Un échange avec un tiers lui en a insufflé le désir, que semble confirmer la naissance du premier poème — de l'aveu même de l'auteur, ce retour est vécu comme un rapprochement avec soi et comme un « ravissement ».

C'est donc avec ce premier texte fondateur que s'ouvre le recueil de trente-quatre poésies, « sans majuscule ». C'est très probablement aussi ce texte qui a façonné les autres poèmes, leur contenu, la couleur lyrique, la visée et le principe poétique formel, dont il est annoncé qu'il sera résolument tourné vers la musique.
Quant à la forme, pour en dire plus, elle est celle du vers libre, sans ponctuation, sans majuscule. Sans titre, les poèmes sont numérotés.

« reste
il y a le brouillard tous ces nuages
reste te dis-je même si le ciel était d'azur
les feuilles mortes pourrissent sous la neige
je n'ai plus de fleurs à t'offrir

Dès l'incipit, le lecteur partage la délectation de l'écrivain devant la prosodie qui, de texte en texte, va fleurir sous ses yeux.
« reste… » nous commande le poème. « Nous », dis-je, car on se sent appelé par cet impératif et prêt à recueillir cette prière murmurée comme une supplique adressée au lecteur.
Ce dernier ne demandera pas mieux que d'entrer plus avant dans ce jardin de fleurs, tant celui-ci est frais, tant il s'ouvre sans manières, sans poses, mais selon un projet authentiquement révélé.

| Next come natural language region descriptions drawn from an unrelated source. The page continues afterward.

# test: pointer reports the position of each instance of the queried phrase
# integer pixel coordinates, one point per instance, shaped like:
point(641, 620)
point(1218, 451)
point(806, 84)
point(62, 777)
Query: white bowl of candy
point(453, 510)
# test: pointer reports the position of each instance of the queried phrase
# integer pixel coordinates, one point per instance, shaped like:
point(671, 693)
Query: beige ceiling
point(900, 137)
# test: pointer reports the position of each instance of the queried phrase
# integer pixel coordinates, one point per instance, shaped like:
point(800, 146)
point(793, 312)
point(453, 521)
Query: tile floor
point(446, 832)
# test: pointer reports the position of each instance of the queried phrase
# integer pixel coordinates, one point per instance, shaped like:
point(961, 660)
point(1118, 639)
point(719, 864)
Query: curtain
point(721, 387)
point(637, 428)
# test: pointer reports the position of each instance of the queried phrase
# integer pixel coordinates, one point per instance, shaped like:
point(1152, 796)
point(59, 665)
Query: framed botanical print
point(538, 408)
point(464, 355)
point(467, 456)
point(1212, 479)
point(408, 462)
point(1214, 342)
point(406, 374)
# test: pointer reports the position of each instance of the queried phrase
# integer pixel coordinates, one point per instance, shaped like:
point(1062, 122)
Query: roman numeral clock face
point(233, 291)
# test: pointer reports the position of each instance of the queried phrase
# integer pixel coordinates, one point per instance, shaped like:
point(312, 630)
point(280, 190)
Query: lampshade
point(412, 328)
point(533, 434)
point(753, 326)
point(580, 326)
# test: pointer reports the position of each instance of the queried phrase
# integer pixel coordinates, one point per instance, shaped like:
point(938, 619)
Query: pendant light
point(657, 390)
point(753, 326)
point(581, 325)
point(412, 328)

Dès le deuxième poème, le lecteur comprend en effet que les trente-quatre poèmes sont l'émanation d'un vécu. Poème de l'existence, monde de l'observation, de l'apprentissage, et, somme toute, de l'expérience humaine, de l'épreuve de la vie…
« reste »… entend-il d'abord.

Puis :

« le poème n'est pas fiction […] »

« […] tout ce qui suit a été vécu et éprouvé (confie l'auteur dans sa préface) : le fleuve près duquel je vis, le quartier d'Uccle (très en pente) de mon enfance, mes voyages (Rome, Épi¬daure, Paris, Compostelle, Dublin, Samarkand...), mes lectures (Jorge Luis Borges, Ulysse, Voltaire, Érasme, Rabelais et ses géants...), mes premières amours (près du moulin à aubes ou dans une église) etc… »

Poésie de l'intime, aux inflexions amères (« le poème est un drame »), ou ensoleillées et lyriques (« le pain nourrit et renaît / chaque matin chez le boulanger »), non exempte ni des vicissitudes ni des inquiétudes sur le futur de l'Homme, voilà où se tient ce recueil qui exalte la beauté et le concret de la vie.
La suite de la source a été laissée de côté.